The Homomorphism Submodule Graph
Shahram Mehry, Mansour Molaeinejad
TL;DR
The paper introduces the homomorphism submodule graph $\Gamma_{\mathrm{Hom}}(M)$ to encode homological relations among submodules of $M$ via nonzero $R$-homomorphisms to quotients. It provides detailed structural results for semisimple and uniserial modules, proves a reconstruction theorem showing that $M$ is determined by $\Gamma_{\mathrm{Hom}}(M)$ for Artinian local rings, and establishes that over commutative rings the graph is chordal with diameter at most $2$. It further links spectral data to composition length in natural families, and outlines fertile directions including broader chordality characterizations, Laplacian spectral connections to depth and projective dimension, and a derived analogue. These results collectively connect homological module theory with graph-theoretic and spectral invariants, offering a combinatorial handle on module isomorphism questions and new avenues for invariants.
Abstract
Let $M$ be a left $R$-module. We define the \emph{homomorphism submodule graph} $Γ_{\mathrm{Hom}}(M)$ as the simple graph whose vertices are the proper submodules of $M$, with an edge between distinct vertices $N_1$ and $N_2$ if and only if $\mathrm{Hom}_R(N_1, M/N_2) \ne 0$ or $\mathrm{Hom}_R(N_2, M/N_1) \ne 0$. This graph encodes homological information about $M$ and reflects its internal structure.

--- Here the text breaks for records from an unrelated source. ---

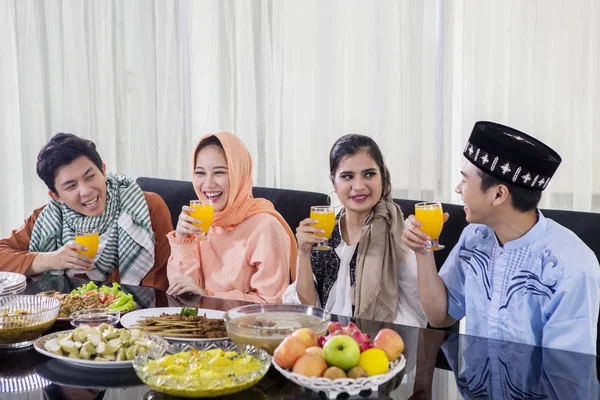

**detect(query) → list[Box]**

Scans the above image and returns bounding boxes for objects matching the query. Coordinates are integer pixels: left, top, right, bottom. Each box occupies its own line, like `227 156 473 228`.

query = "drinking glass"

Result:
74 230 99 259
190 199 214 241
414 202 445 251
310 206 336 251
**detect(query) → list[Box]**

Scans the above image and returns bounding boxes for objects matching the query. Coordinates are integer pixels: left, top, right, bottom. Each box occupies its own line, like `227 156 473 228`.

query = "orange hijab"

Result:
192 132 299 281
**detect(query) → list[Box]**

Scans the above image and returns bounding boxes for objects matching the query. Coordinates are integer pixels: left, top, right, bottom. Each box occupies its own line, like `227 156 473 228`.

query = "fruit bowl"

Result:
272 355 406 399
0 295 60 349
133 340 271 398
224 304 330 354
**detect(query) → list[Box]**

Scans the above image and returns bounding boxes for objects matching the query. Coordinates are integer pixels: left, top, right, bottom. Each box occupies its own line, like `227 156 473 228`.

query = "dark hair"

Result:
36 133 104 193
329 134 392 200
479 170 542 212
194 135 225 164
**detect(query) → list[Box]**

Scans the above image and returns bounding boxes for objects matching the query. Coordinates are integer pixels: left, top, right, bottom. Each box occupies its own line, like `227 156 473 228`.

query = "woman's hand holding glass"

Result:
308 206 335 251
175 205 203 238
295 218 327 255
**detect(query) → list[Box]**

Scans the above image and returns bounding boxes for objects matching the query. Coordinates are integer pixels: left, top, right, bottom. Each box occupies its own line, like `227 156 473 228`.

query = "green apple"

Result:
322 335 360 371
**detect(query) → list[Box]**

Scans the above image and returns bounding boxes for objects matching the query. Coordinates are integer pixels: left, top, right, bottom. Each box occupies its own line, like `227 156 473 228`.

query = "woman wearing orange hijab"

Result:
166 132 296 303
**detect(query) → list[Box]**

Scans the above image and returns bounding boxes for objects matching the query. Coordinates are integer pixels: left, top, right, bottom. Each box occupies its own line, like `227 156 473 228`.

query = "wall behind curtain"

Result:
1 0 599 237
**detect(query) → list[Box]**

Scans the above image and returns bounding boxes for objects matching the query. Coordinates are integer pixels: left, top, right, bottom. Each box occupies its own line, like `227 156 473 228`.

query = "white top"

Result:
283 227 427 328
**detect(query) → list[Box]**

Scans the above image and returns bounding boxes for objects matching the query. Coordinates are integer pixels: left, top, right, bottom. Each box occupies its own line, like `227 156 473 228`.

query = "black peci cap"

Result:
463 121 562 191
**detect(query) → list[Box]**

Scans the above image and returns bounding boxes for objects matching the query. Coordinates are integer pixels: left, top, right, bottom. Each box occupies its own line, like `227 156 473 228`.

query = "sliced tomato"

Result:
105 294 115 304
84 290 98 297
97 293 107 304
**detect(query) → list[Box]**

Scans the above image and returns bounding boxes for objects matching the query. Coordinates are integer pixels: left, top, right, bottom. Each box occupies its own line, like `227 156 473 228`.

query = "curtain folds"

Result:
1 0 598 236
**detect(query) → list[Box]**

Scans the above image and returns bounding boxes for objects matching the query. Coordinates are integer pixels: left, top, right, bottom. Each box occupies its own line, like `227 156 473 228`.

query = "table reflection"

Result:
8 275 596 400
443 334 600 400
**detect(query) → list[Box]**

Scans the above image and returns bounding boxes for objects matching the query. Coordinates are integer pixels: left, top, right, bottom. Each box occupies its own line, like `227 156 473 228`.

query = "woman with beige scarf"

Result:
283 135 426 327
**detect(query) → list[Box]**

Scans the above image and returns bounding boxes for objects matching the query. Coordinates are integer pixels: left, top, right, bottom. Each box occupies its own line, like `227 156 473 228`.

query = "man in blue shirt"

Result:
402 121 600 355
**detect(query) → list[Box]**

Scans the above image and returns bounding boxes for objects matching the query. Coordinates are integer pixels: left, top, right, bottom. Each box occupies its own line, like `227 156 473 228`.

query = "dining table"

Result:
1 275 598 400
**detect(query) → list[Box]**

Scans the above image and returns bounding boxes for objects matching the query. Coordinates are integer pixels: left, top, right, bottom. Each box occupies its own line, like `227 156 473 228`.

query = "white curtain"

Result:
1 0 599 238
442 0 600 211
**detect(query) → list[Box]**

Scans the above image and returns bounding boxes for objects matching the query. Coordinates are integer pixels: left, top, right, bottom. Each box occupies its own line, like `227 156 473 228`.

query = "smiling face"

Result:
193 145 230 212
49 156 107 217
332 150 383 215
455 161 498 224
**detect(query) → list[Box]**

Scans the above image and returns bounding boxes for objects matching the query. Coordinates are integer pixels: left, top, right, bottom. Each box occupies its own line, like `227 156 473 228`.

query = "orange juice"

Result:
75 232 99 259
415 203 444 240
190 201 214 233
310 208 336 239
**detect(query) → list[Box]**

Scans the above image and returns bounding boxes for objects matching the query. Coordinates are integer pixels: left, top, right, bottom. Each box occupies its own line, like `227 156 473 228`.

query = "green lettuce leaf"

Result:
70 281 99 295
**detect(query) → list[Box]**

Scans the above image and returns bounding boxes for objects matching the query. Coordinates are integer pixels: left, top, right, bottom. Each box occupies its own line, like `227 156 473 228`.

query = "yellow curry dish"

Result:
134 342 271 398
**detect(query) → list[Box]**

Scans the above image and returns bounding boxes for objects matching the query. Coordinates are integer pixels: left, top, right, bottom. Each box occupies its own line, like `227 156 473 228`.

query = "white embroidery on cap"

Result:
500 162 512 175
490 157 499 171
538 177 546 187
512 167 521 182
503 132 536 146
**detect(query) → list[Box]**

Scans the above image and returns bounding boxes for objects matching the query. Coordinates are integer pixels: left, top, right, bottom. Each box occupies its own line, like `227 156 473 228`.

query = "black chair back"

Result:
135 177 329 234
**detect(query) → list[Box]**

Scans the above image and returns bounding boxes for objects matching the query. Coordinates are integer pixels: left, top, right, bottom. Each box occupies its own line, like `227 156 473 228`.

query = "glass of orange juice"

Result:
414 202 445 251
190 199 214 241
74 230 99 262
310 206 336 251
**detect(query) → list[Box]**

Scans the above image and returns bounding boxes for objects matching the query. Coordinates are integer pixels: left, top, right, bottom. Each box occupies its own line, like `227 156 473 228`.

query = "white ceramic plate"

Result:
34 329 168 369
0 272 26 295
0 272 26 286
0 283 26 296
120 307 227 342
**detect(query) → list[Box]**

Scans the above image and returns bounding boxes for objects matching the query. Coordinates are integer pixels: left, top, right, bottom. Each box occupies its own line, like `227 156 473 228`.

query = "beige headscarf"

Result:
350 199 407 322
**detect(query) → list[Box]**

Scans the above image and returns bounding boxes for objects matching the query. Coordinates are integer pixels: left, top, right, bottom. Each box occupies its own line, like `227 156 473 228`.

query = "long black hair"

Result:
329 134 392 200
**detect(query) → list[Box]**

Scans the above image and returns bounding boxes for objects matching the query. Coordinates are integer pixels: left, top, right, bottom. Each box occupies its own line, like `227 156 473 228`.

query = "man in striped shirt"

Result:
0 133 173 290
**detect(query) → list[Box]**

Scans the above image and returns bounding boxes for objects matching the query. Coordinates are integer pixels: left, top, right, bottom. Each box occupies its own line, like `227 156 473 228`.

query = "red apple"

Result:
292 328 319 348
292 354 328 377
306 346 324 359
372 329 404 361
274 336 306 369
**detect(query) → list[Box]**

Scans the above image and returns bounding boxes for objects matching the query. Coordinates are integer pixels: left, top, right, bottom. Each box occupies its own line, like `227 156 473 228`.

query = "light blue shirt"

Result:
439 212 600 355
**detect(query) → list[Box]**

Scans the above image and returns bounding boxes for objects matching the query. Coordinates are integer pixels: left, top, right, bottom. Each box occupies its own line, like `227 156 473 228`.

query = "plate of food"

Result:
133 341 271 398
120 307 228 342
223 303 331 354
34 324 168 369
0 295 61 349
36 282 137 320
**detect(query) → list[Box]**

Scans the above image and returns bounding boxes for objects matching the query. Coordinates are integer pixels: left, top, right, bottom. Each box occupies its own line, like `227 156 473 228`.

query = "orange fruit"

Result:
358 348 389 376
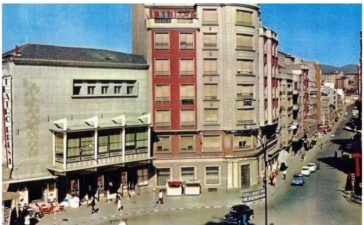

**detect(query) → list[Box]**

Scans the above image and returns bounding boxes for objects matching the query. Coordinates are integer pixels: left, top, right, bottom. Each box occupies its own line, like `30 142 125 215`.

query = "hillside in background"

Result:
321 64 358 74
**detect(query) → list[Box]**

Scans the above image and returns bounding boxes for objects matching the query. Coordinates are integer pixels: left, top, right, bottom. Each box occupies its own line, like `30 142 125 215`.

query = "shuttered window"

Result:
236 34 253 49
180 59 194 75
181 167 195 181
204 84 218 99
204 59 218 75
203 9 217 24
156 136 170 152
180 85 195 100
180 136 194 152
237 84 254 98
157 168 170 186
155 110 171 126
236 109 254 123
155 85 170 102
180 33 194 49
154 33 169 49
203 33 217 48
203 135 221 151
234 135 252 149
180 109 195 126
206 166 219 184
237 60 253 74
236 10 252 26
155 59 170 75
204 109 219 123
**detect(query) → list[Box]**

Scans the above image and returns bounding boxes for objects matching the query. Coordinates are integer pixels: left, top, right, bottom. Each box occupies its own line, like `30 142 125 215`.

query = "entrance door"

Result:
240 165 250 189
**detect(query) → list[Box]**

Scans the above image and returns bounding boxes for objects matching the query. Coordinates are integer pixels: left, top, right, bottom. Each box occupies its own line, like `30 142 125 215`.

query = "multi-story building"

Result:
2 44 152 203
284 62 306 152
133 3 278 191
344 72 359 95
258 27 280 171
335 76 348 90
321 86 337 127
322 70 343 89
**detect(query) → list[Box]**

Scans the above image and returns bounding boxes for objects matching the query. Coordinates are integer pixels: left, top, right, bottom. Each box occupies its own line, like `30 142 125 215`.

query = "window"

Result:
155 110 171 126
114 86 121 94
73 80 82 95
236 109 254 124
203 59 218 75
154 33 169 49
180 85 195 104
156 136 170 152
67 138 80 157
126 82 136 95
236 10 252 26
205 166 219 184
234 135 252 149
237 84 254 98
236 34 253 50
203 33 217 48
87 86 95 95
237 60 253 75
137 168 149 186
202 135 221 152
80 134 94 156
180 109 195 126
55 133 64 161
179 59 194 75
204 109 219 123
180 136 194 152
125 133 135 150
109 132 122 152
101 86 108 94
180 33 194 49
203 9 217 24
155 59 170 75
98 135 108 154
136 130 148 150
204 84 218 100
181 167 195 181
67 132 94 159
157 168 170 186
155 85 170 102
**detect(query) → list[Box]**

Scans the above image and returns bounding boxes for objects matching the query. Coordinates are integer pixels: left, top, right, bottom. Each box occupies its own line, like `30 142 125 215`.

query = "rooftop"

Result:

We compute $Γ_{\mathrm{Hom}}(M)$ for semisimple and uniserial modules, establish precise correspondences between graph-theoretic and algebraic properties, and prove that for modules over Artinian local rings, the isomorphism type of $M$ is determined by $Γ_{\mathrm{Hom}}(M)$. We also show that over commutative rings with identity, the graph is always chordal, and we relate its spectral radius to composition length in natural families.